Azubuike begins pre-draft tour in Los Angeles
Although the NBA's pre-draft combine is still just a little more than a week away, some of the top college basketball prospects either in or vying to be in the 2018 draft class already have started showcasing their talents for NBA franchises.
One such player is KU big man Udoka Azubuike, who on Monday participated in a workout with the Los Angeles Lakers out in California.
Azubuike, KU's sophomore center from Nigeria who is testing the water on his draft stock but still can return to KU for the 2018-19 season provided he pulls his name out of the draft by the May 30 deadline, worked out with Baylor's Jo Lual-Acuil, Ohio State's Keita Bates-Diop, Houston's Rob Gray, Florida's Jalen Hudson and Nevada's Caleb Martin at the UCLA Health Training Center in El Segundo, Calif.
In addition to being put through a lot of the same things he will discover at the combine May 16-20 in Chicago, Azubuike participated in 3-on-3 scrimmages and met with team officials.
The Lakers, who touted efficiency as “the heart of Azubuike's game” have the 25th and 47th picks in the June 21 draft.
Azubuike's decision to stay in the draft or return to college is enormous for Kansas.
With him, the Jayhawks will move into the 2018-19 season with a key piece on both ends of the floor and an experienced player who they can run their offense through more than ever before.
Without him, KU coach Bill Self will be forced to replace all five starters from last season's Final Four team and will be left with Memphis transfer Dedric Lawson, junior Mitch Lightfoot, freshman David McCormack and, at least as of today, sophomore Silvio De Sousa to hold down KU's front court.
In a May 3 story titled “These eight teams are sweating out NBA Draft decisions,” ESPN.com's John Gasaway further examined what Azubuike's decision means for KU.
“You can make a case that few players nationally present as large a contrast between current draft stock and likely 2018-19 college impact as Udoka Azubuike," Gasaway began.
“In terms of his draft profile, Azubuike appears to be a work in progress.
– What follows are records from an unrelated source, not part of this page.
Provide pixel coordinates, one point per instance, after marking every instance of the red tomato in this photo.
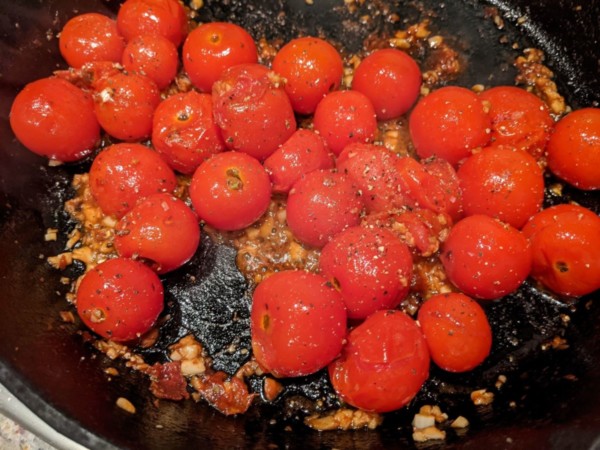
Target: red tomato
(457, 331)
(503, 183)
(124, 105)
(90, 37)
(230, 191)
(212, 48)
(320, 205)
(160, 229)
(449, 123)
(519, 119)
(298, 323)
(184, 131)
(574, 149)
(302, 153)
(485, 258)
(384, 363)
(371, 268)
(253, 112)
(343, 117)
(154, 56)
(392, 81)
(311, 67)
(120, 299)
(53, 118)
(123, 174)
Bill Self's big man is a proven 2-point-making machine and promising rim defender, but, ideally, he'd post higher rebound percentages at his size and on a team that gave him little if any competition for those boards. Indeed, whether it's rebounding or low-foul shot-blocking (or, in the best of all worlds, both), Azubuike will likely have to show the NBA something more to offset a lack of 3-point ability to date.
“When it comes to what he can do for his college team, however, Azubuike's decision might loom larger than that of any other single player.”